Valentine's Day Flowers
- Flowers became associated with Valentine's Day in the Middle Ages. By the 1800s, the practice of giving flowers and cards at Valentine's Day was widespread throughout America. The significance of flowers at this time of year may go back further than that. In ancient Rome, Lupercalia was a mid-February festival celebrating love and fertility. Flowers were a symbol for fertility. The red rose, the flower most widely connected with romantic love, was associated with Venus, the Roman goddess of love, and mother of Valentine's Day's favorite character: Cupid.
- Aside from their spring fertility connection, flowers have long been used in literature and mythology to symbolize feelings and emotions. Different types of flowers communicate different messages from the sender to the receiver. On Valentine's Day, a day set aside for expressions of love, flowers are an appropriate gift to tell someone how you feel about him. The type of flower you choose has significance, as well as the color. Each shade is supposed to convey a specific message.
- Traditionally, carnations are for remembrance, and forget-me-nots beg remembrance. Chrysanthemums herald a secret admirer, while tulips make a bold declaration of love. Violets ask for faithfulness, pansies show the receiver is being thought of often, and daisies show innocent affection. Lilacs are given to a first love, lilies to a forever love. Roses, the cream of the crops of Valentine's Day flowers, always symbolize love, but their color distinguishes the type of love: Pink is for affection, yellow for friendship, white for pure and innocent love, and red for passionate, romantic love.

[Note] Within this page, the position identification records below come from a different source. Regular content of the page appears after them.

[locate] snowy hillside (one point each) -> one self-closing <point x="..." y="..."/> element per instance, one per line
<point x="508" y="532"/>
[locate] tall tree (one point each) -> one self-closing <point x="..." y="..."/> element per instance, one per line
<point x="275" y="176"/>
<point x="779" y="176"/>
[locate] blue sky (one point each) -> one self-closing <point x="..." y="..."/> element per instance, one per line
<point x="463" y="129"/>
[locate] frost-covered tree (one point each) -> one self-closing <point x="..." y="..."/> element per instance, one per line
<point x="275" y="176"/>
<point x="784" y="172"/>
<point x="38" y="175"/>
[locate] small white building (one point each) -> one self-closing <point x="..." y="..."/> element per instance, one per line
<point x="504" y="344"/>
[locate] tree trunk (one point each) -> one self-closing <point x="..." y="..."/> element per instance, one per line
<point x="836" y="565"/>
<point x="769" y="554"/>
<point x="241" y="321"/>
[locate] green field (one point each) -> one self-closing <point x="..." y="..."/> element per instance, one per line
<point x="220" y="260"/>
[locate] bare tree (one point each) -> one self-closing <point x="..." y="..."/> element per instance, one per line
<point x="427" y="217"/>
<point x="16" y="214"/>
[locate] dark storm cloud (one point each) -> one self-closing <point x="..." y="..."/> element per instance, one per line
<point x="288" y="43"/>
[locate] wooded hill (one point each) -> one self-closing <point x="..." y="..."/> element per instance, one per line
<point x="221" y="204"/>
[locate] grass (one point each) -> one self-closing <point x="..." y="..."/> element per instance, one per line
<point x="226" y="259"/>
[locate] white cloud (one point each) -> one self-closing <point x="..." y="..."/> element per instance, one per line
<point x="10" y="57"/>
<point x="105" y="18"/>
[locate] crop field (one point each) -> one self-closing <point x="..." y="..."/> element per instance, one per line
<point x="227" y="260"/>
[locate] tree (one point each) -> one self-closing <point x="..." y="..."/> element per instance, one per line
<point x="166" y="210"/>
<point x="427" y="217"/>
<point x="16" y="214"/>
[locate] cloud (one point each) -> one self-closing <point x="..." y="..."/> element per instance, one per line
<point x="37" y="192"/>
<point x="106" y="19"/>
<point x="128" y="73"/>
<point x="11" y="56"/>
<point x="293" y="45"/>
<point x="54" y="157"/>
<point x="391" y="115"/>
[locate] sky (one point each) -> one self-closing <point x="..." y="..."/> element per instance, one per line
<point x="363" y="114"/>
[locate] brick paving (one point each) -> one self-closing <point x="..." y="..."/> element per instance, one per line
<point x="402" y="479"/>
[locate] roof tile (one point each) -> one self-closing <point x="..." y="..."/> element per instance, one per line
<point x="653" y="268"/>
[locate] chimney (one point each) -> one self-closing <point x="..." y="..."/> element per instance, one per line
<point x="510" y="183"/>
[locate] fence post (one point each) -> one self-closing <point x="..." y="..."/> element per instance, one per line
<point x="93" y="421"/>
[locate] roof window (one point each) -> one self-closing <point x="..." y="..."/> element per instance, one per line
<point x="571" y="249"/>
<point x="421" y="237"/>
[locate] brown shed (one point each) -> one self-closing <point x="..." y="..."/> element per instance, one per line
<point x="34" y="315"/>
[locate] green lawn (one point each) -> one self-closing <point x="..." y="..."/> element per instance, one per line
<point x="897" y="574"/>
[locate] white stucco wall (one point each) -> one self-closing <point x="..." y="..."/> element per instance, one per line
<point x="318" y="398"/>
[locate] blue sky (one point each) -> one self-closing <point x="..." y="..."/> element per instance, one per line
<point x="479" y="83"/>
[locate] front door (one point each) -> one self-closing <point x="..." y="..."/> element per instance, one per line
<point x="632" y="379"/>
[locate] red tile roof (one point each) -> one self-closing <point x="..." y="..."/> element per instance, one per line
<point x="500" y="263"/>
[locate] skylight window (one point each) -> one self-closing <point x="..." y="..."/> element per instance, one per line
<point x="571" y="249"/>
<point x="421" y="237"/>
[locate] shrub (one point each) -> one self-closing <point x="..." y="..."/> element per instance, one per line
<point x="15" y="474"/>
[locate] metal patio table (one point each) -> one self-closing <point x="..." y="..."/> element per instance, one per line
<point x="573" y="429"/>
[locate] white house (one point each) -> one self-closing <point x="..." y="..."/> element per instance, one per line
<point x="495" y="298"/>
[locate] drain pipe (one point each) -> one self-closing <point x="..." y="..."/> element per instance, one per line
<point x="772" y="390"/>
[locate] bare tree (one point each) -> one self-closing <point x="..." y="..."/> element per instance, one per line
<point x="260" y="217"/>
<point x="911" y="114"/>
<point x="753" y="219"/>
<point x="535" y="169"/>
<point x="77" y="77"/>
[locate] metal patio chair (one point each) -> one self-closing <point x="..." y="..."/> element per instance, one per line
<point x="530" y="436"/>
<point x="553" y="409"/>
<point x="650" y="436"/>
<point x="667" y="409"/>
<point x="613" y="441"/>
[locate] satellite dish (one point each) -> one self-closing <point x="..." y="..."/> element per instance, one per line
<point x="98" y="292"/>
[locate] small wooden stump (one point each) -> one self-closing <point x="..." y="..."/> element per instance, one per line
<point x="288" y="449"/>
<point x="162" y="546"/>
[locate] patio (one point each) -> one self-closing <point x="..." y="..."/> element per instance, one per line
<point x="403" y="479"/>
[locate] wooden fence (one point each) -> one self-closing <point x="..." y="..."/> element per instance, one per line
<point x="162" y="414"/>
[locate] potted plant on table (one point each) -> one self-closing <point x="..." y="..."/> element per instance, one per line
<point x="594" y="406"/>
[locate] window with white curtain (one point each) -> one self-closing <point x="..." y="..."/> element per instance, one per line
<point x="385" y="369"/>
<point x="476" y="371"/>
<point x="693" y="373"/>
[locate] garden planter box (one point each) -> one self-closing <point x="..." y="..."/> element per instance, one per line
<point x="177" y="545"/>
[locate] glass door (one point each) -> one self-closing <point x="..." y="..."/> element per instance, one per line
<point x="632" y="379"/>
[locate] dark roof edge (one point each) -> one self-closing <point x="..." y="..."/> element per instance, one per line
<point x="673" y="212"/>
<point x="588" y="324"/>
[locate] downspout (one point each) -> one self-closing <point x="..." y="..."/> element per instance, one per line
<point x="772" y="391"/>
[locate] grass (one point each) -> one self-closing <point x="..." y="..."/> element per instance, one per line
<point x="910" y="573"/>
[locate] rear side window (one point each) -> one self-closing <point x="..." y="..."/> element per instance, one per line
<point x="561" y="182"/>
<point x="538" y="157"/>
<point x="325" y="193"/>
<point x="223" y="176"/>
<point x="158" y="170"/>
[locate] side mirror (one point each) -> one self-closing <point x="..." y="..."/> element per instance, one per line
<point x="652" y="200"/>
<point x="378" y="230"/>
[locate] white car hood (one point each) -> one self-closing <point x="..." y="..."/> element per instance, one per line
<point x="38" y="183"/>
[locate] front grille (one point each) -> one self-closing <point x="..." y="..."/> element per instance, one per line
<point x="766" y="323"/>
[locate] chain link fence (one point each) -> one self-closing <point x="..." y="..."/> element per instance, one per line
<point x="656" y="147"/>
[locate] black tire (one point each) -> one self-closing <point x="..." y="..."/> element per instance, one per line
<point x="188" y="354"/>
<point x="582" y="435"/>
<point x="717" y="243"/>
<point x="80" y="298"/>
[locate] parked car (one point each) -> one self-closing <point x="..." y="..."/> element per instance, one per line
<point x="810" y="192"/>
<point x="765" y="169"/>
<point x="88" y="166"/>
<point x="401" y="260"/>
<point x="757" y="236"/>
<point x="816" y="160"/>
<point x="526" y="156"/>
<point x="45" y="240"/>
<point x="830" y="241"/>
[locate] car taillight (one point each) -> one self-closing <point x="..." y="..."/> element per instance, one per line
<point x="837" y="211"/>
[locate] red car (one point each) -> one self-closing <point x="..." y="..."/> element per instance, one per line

- According to the Aboutflowers.com press room, Valentine's Day is the biggest day for fresh flower purchases each year, making up more than a third of all annual fresh flower purchases. Men are twice as likely to give flowers than women, though women are more likely to purchase flowers for themselves than men are.
- As "going green" is becoming a goal of more people, how flowers are grown and handled is becoming as important as how pretty they are or what they might symbolize. Many growers and flower retailers are responding to demands from consumers that flowers be organic, grown without harmful pesticides and chemicals, and in environmentally responsible ways. Socially conscious consumers are also seeking flowers guaranteed not to come from exploited laborers and that meet fair-trade premiums.